One-Click Execution: Placing Trades Straight From the Chart
Speed matters at entry. See how a live chart with one-tap BUY/SELL and auto-calculated stop-loss and take-profit gets you into a position across every account without leaving the screen.
The distance between seeing your setup and being in the trade is measured in clicks — and on a fast-moving symbol, every extra dialog is money. One-click execution collapses that distance: BUY and SELL live on the chart itself, and one tap opens the position on every enabled account.
Protected by default
Speed without protection is how accounts die, so every one-click order goes out with stop-loss and take-profit attached — auto-calculated from your configured distances, then adjustable by dragging the lines on the chart. Drag an SL or TP and the change mirrors to the matching position on every account; nothing moves unless you move it.

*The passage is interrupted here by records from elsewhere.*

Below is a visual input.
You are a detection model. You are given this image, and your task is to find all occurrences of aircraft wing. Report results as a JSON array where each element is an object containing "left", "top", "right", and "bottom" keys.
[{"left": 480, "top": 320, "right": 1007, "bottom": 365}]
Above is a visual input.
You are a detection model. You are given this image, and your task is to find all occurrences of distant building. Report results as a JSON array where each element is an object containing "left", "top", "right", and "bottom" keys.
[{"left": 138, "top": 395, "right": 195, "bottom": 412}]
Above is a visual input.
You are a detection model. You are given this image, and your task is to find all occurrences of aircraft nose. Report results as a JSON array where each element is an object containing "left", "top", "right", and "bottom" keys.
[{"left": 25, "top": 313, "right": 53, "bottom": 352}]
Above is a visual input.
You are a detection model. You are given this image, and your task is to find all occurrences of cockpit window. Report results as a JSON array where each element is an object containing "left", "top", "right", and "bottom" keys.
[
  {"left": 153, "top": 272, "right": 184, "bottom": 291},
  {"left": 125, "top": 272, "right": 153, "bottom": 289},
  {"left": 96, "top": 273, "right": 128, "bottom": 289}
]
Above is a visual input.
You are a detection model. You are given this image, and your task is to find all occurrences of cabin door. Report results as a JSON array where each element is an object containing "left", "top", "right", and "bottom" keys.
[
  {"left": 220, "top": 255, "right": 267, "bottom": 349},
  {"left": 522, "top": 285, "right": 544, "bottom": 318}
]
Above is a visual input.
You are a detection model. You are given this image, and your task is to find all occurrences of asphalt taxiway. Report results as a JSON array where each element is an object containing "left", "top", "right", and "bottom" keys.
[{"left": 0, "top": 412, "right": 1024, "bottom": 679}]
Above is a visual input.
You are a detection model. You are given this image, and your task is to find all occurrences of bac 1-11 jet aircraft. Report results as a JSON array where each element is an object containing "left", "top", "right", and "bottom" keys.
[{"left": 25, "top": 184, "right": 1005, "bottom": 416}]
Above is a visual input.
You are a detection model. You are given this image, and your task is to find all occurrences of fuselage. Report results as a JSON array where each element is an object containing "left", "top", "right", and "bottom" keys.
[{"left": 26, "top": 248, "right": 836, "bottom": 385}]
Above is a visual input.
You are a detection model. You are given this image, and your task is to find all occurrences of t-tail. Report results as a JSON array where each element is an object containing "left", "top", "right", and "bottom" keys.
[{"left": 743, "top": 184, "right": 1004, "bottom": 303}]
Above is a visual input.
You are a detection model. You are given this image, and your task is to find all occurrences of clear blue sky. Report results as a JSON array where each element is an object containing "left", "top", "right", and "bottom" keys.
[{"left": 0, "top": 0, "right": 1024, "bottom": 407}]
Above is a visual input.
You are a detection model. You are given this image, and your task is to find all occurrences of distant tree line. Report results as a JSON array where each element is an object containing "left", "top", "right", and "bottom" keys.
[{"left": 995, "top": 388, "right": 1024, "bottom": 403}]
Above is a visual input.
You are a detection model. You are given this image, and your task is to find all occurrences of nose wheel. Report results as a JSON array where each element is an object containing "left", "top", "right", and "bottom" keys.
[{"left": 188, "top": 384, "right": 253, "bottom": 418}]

The chart shows your entry, SL and TP as live lines with floating P&L per line, and when several accounts hold the fanned-out position, the marker tells you how many.
The same chart is the copier
This isn't a chart bolted onto a copier — the chart IS the order ticket for the whole fan-out. Gold, indices, FX pairs and crypto CFDs stream live; futures accounts get their own contracts (MNQ, MGC and friends) with per-second candles. Close is one click too, and closing the leader propagates to every member.
What one click means when you run many accounts
On a single account, one-click trading saves seconds. Across five accounts it changes the character of your execution: the difference between the first and last account's entry stops being 'however long it takes me to switch terminals and retype the size' and becomes the copier's fan-out time. Entries that used to arrive at five slightly different prices arrive as one decision, and the per-account lot math — the thing most likely to go wrong under pressure — is precomputed from each account's balance before you ever click.
The lot multiplier control matters here too: step size up or down (×2, back to ×1) without opening a settings page, and the scaled size applies proportionally on every account in the fan-out.
Speed is not a substitute for discipline
One honest caution: making entries frictionless also makes overtrading frictionless. One-click execution earns its keep when it's paired with the guardrails that don't care how fast you clicked — daily loss limits and session locks that lock an account the moment its rules are breached, and a journal that records every fill automatically so Friday-you can audit what Tuesday-you actually did. Fast in, protected always, recorded without writing anything down.